I dati ufficiali affermano che nel 2022 il numero dei matrimoni ha toccato il minimo storico. Solo 6,83 milioni di coppie sono convolate a nozze, circa la metà rispetto al record del 2013, con i suoi 13,47 milioni di unioni registrate. Siccome in Cina il matrimonio rimane culturalmente un prerequisito fondamentale alla programmazione di un figlio, non è un caso che nel 2023 i nuovi nati siano stati solo 9,02 milioni, la cifra più bassa da quando le autorità hanno cominciato a tenere il conto nel 1949. Ormai da circa un decennio il trend del numero dei matrimoni è in calo – eccetto una lieve ripresa del 12,4 percento nel 2023, legata all’allentamento delle restrizioni dovute al Covid – e l’età dei contraenti il vincolo in aumento. Nel 2020 i cinesi al primo matrimonio, si legge nelle statistiche ufficiali, avevano mediamente 28,6 anni, 3,8 anni in più rispetto ai 24,8 anni del 2010.
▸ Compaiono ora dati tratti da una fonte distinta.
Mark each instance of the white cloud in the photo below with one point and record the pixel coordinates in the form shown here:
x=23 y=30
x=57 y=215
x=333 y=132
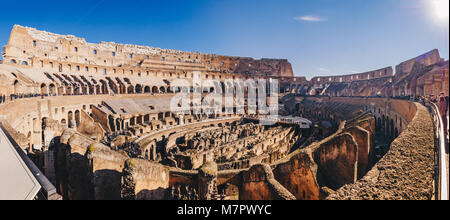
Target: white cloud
x=310 y=18
x=323 y=69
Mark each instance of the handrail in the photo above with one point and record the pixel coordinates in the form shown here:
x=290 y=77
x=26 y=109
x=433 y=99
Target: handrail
x=443 y=171
x=47 y=190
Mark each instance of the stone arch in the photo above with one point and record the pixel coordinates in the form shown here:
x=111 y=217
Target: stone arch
x=147 y=89
x=16 y=87
x=118 y=124
x=138 y=89
x=77 y=117
x=52 y=89
x=70 y=119
x=155 y=90
x=44 y=89
x=130 y=89
x=111 y=123
x=64 y=122
x=104 y=87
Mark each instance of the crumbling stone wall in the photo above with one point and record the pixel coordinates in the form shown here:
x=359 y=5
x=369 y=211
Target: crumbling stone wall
x=406 y=171
x=144 y=180
x=259 y=183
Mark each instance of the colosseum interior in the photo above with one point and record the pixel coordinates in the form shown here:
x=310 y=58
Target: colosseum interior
x=96 y=120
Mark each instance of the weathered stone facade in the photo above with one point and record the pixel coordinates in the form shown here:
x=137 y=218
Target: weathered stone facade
x=96 y=119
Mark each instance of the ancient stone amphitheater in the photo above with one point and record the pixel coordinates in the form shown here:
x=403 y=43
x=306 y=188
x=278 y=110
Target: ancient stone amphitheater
x=95 y=119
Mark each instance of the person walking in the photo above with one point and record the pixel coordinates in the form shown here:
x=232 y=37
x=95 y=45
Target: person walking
x=443 y=108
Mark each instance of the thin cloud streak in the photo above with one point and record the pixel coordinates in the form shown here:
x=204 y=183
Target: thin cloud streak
x=310 y=18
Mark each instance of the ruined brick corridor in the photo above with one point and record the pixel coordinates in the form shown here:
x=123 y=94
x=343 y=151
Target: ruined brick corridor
x=96 y=120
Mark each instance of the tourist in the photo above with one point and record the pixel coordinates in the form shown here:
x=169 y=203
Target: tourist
x=443 y=108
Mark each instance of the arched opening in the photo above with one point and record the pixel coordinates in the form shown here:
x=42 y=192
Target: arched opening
x=132 y=121
x=104 y=87
x=118 y=125
x=138 y=89
x=77 y=117
x=53 y=89
x=111 y=123
x=155 y=90
x=69 y=90
x=130 y=90
x=64 y=122
x=16 y=87
x=147 y=89
x=44 y=90
x=70 y=119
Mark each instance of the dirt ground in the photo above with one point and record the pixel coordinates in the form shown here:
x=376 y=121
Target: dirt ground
x=405 y=172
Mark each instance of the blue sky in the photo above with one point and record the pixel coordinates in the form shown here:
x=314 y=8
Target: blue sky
x=319 y=37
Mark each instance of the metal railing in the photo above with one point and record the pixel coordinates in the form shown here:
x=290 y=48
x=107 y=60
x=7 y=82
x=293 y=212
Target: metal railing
x=442 y=169
x=47 y=190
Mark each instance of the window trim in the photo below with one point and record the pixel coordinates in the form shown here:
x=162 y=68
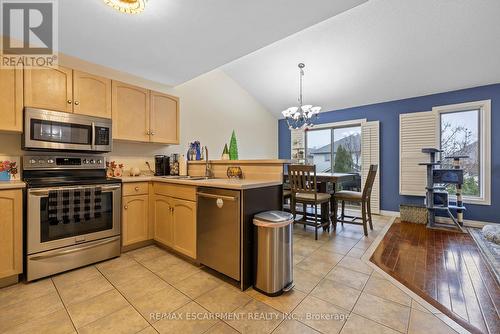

Sicuramente una delle cause del fenomeno è rintracciabile nel fatto che, nella Repubblica popolare di oggi, sposarsi e crescere un figlio, assicurandogli una buona istruzione, è diventato particolarmente oneroso. Il think tank cinese YuWa Population Research ha calcolato che, per il percorso completo dall’asilo all’università, una famiglia può arrivare a spendere 680.000 yuan (circa 88.000 dollari). Con
la disoccupazione giovanile ai massimi storici e gli stipendi per molte categorie professionali che rimangono al palo o diminuiscono, non si tratta di cifre alla portata di tutti.
Un altro fattore determinante è l’acquisto di un immobile, come mi ha spiegato pragmaticamente una sera Liu Mengran, venticinquenne in carriera conosciuta a Pechino. «In Cina c’è un detto tradizionale che recita: “Prima si compra una casa e poi ci si sposa”» (先有房再结婚, Xiān yǒu fáng zài jiéhūn). «Il matrimonio implica l’acquisto della casa. E la casa costa… quindi meglio stare da sole!»